Understanding human skin appearance is a subject of great interest in science, medicine and technology.  In medicine, skin appearance is a vital factor in surgical/prosthetic reconstruction, medical make-up/tattooing and disease diagnosis.  With the 3D printing of human skin now at the horizon,  the process involved in matching natural and manufactured skin samples has become essential; a robust, accurate and efficient imaging system is required that acquires the relevant skin information and predicts a good match and translates this information through this new and innovative manufacturing process.   A major problem with manufactured skin is that the match to the individual’s natural skin must hold not only be accurate under a particular ambient illumination but the match needs to be preserved when the individual is moving between different environments, e.g. when the individual moves from office or LED lighting into daylight. To achieve this illumination invariance, the physical properties of the skin need to be taken into account.

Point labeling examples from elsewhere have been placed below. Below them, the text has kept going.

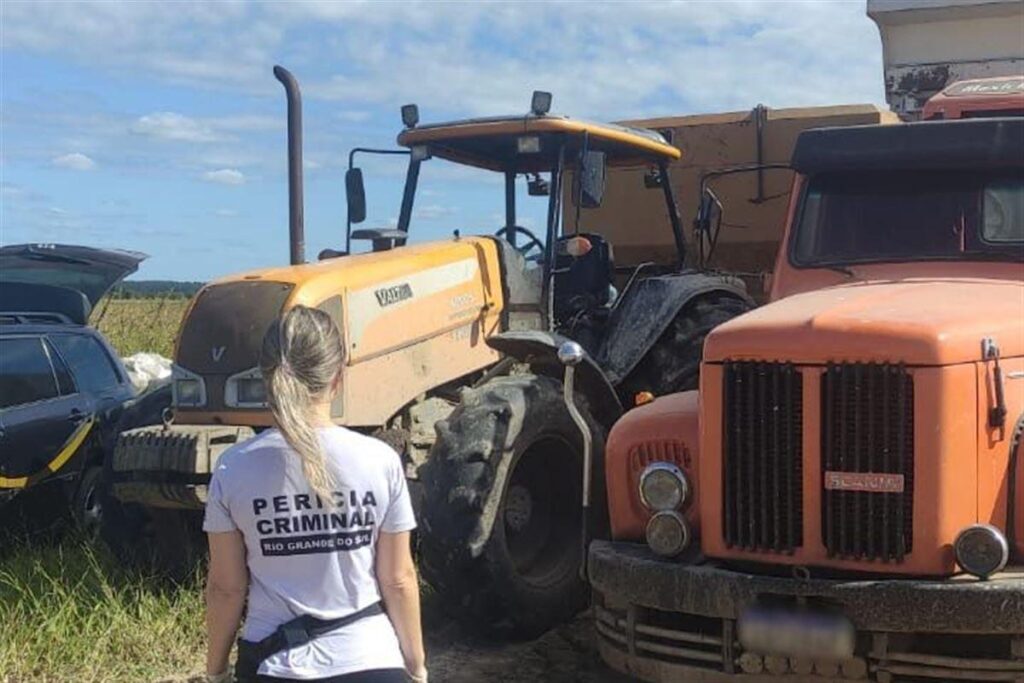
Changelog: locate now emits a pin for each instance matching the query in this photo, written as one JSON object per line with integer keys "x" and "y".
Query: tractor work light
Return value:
{"x": 541, "y": 102}
{"x": 410, "y": 115}
{"x": 187, "y": 389}
{"x": 247, "y": 389}
{"x": 527, "y": 144}
{"x": 252, "y": 391}
{"x": 668, "y": 534}
{"x": 981, "y": 550}
{"x": 664, "y": 486}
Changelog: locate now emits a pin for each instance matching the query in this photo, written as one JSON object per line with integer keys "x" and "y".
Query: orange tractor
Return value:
{"x": 842, "y": 497}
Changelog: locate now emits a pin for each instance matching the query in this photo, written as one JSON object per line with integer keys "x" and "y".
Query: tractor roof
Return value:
{"x": 493, "y": 143}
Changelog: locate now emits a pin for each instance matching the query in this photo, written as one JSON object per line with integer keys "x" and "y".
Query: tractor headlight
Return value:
{"x": 664, "y": 486}
{"x": 246, "y": 389}
{"x": 668, "y": 534}
{"x": 981, "y": 550}
{"x": 187, "y": 389}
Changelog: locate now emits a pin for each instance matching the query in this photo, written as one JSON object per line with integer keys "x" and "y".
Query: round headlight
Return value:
{"x": 981, "y": 550}
{"x": 664, "y": 486}
{"x": 668, "y": 534}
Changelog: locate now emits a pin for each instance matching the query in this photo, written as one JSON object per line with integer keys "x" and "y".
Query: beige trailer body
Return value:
{"x": 929, "y": 44}
{"x": 639, "y": 228}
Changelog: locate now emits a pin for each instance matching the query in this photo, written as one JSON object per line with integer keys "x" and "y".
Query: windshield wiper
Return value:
{"x": 840, "y": 268}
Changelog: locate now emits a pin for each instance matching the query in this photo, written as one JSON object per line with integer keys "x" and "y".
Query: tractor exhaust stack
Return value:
{"x": 296, "y": 228}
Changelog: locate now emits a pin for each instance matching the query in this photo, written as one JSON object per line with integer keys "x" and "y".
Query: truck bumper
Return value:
{"x": 169, "y": 467}
{"x": 665, "y": 621}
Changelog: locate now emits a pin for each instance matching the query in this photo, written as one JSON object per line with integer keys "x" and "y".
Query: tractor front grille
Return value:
{"x": 762, "y": 432}
{"x": 867, "y": 461}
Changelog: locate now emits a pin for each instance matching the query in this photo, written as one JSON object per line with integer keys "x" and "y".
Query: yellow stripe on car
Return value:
{"x": 67, "y": 451}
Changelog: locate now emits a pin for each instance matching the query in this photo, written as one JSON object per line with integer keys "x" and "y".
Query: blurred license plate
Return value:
{"x": 793, "y": 632}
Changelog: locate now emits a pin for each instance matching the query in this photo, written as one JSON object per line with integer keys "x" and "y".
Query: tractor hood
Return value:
{"x": 43, "y": 278}
{"x": 921, "y": 322}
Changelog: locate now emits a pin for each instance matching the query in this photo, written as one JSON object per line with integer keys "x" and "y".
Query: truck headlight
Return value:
{"x": 187, "y": 389}
{"x": 664, "y": 486}
{"x": 981, "y": 550}
{"x": 246, "y": 389}
{"x": 668, "y": 534}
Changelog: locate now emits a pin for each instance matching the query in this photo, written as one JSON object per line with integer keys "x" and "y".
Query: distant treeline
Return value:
{"x": 155, "y": 289}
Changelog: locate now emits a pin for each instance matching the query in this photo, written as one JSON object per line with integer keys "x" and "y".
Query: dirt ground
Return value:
{"x": 565, "y": 653}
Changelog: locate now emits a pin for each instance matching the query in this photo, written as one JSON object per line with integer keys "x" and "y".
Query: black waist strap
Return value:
{"x": 298, "y": 632}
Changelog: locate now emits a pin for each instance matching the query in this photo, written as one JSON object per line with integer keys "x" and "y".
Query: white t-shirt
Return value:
{"x": 306, "y": 557}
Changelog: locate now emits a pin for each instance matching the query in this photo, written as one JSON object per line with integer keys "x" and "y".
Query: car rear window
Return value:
{"x": 88, "y": 360}
{"x": 66, "y": 384}
{"x": 26, "y": 375}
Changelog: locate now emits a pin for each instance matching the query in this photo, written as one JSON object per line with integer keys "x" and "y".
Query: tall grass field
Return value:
{"x": 68, "y": 612}
{"x": 140, "y": 325}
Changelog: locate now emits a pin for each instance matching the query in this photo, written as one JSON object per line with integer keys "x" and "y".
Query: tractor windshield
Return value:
{"x": 854, "y": 217}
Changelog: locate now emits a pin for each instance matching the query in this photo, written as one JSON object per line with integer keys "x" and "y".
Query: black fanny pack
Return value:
{"x": 299, "y": 631}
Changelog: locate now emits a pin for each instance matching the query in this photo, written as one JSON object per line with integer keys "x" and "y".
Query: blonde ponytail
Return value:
{"x": 300, "y": 358}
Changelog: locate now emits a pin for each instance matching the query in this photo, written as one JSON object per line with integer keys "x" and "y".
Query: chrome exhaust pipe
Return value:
{"x": 296, "y": 226}
{"x": 571, "y": 354}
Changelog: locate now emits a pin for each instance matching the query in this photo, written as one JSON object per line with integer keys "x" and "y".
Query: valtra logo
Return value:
{"x": 387, "y": 296}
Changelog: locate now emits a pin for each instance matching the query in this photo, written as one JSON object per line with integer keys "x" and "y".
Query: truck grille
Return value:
{"x": 762, "y": 440}
{"x": 867, "y": 427}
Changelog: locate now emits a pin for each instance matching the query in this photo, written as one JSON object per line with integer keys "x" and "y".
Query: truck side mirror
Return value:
{"x": 590, "y": 184}
{"x": 355, "y": 195}
{"x": 709, "y": 214}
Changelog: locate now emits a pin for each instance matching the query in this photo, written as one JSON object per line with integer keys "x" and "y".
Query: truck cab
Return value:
{"x": 840, "y": 500}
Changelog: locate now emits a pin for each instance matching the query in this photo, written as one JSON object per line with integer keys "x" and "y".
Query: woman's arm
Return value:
{"x": 226, "y": 585}
{"x": 400, "y": 591}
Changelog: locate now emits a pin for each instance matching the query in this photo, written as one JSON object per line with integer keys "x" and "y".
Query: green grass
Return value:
{"x": 140, "y": 325}
{"x": 69, "y": 613}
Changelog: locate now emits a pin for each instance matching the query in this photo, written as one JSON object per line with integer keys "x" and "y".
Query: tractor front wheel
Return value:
{"x": 503, "y": 528}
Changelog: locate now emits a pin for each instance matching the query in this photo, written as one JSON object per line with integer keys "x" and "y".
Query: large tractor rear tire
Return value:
{"x": 673, "y": 364}
{"x": 502, "y": 518}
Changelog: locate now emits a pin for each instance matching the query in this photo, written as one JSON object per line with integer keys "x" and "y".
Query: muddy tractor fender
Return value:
{"x": 648, "y": 307}
{"x": 539, "y": 349}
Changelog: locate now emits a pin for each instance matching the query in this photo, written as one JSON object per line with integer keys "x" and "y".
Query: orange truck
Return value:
{"x": 842, "y": 497}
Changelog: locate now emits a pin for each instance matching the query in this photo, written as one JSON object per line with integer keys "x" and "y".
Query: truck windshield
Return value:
{"x": 855, "y": 217}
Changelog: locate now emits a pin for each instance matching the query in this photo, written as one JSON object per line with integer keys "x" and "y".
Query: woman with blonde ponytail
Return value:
{"x": 309, "y": 525}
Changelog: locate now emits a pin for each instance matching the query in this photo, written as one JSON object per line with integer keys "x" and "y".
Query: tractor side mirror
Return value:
{"x": 709, "y": 214}
{"x": 590, "y": 183}
{"x": 355, "y": 196}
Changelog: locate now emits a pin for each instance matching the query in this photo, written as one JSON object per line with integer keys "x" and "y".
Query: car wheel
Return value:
{"x": 87, "y": 504}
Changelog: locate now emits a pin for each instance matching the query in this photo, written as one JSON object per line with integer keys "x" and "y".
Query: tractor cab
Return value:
{"x": 559, "y": 158}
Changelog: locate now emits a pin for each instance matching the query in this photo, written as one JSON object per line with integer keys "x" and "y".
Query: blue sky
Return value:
{"x": 159, "y": 127}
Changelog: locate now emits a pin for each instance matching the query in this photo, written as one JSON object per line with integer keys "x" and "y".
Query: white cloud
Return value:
{"x": 75, "y": 162}
{"x": 173, "y": 126}
{"x": 225, "y": 176}
{"x": 432, "y": 212}
{"x": 712, "y": 55}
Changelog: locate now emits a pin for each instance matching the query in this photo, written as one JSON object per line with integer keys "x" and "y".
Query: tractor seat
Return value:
{"x": 583, "y": 283}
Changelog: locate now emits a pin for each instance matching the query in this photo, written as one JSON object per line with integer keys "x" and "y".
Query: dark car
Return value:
{"x": 64, "y": 393}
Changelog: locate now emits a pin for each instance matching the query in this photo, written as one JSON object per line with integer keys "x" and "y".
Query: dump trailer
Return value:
{"x": 930, "y": 44}
{"x": 713, "y": 146}
{"x": 841, "y": 499}
{"x": 463, "y": 329}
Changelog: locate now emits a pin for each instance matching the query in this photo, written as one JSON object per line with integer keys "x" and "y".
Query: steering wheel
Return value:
{"x": 532, "y": 243}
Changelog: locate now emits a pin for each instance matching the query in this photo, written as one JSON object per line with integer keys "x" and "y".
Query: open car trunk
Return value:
{"x": 61, "y": 280}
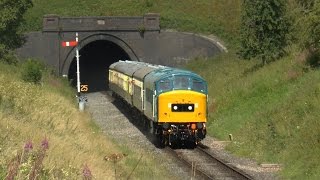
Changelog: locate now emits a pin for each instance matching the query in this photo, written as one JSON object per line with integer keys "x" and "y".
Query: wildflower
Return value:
{"x": 28, "y": 146}
{"x": 45, "y": 144}
{"x": 86, "y": 173}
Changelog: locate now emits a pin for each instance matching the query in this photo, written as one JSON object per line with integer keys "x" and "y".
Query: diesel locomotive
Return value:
{"x": 172, "y": 101}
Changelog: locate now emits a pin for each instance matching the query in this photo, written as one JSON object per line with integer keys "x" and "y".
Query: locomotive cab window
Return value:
{"x": 181, "y": 82}
{"x": 198, "y": 85}
{"x": 164, "y": 85}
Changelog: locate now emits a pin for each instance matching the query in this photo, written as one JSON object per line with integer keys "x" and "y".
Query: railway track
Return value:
{"x": 204, "y": 165}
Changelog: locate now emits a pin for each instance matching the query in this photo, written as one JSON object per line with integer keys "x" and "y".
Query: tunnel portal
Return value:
{"x": 95, "y": 58}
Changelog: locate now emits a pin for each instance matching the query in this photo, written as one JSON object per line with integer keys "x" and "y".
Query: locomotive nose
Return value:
{"x": 182, "y": 106}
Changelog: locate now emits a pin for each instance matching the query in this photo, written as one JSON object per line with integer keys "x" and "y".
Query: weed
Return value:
{"x": 32, "y": 71}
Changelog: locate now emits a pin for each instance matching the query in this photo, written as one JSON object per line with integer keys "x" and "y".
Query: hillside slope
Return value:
{"x": 271, "y": 111}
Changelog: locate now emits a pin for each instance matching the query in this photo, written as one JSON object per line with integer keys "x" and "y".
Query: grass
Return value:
{"x": 204, "y": 16}
{"x": 272, "y": 111}
{"x": 30, "y": 113}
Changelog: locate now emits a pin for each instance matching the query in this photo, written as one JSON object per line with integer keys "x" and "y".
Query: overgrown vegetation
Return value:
{"x": 46, "y": 114}
{"x": 264, "y": 29}
{"x": 272, "y": 111}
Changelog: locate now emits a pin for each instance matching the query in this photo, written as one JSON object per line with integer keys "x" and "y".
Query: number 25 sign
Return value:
{"x": 84, "y": 88}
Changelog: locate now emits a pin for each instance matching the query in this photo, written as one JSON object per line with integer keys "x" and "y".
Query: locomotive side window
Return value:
{"x": 198, "y": 85}
{"x": 137, "y": 91}
{"x": 164, "y": 85}
{"x": 181, "y": 82}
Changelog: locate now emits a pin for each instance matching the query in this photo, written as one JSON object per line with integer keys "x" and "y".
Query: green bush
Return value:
{"x": 32, "y": 71}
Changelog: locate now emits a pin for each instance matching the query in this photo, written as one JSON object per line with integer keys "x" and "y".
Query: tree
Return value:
{"x": 264, "y": 29}
{"x": 11, "y": 16}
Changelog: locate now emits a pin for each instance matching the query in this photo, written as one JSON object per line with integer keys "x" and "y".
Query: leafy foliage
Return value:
{"x": 11, "y": 16}
{"x": 32, "y": 71}
{"x": 264, "y": 29}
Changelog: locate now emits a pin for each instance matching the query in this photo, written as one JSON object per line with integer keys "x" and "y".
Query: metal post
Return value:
{"x": 78, "y": 68}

Two of our team members, Professor Yates (Manchester) and Dr. Xiao (Leeds), have pioneered the use of additive manufacture for prostheses ( With funding from the EPSRC we were able to refine their technology, with the following outcomes:

(i) Proof-of-concept for the acquisition and additive manufacture of skin using a 3dMD photogrammetry facial system (3dMD, Atlanta, GA, USA).and a powder-based 3D printing system (Zcorp Z510) [1,3,6]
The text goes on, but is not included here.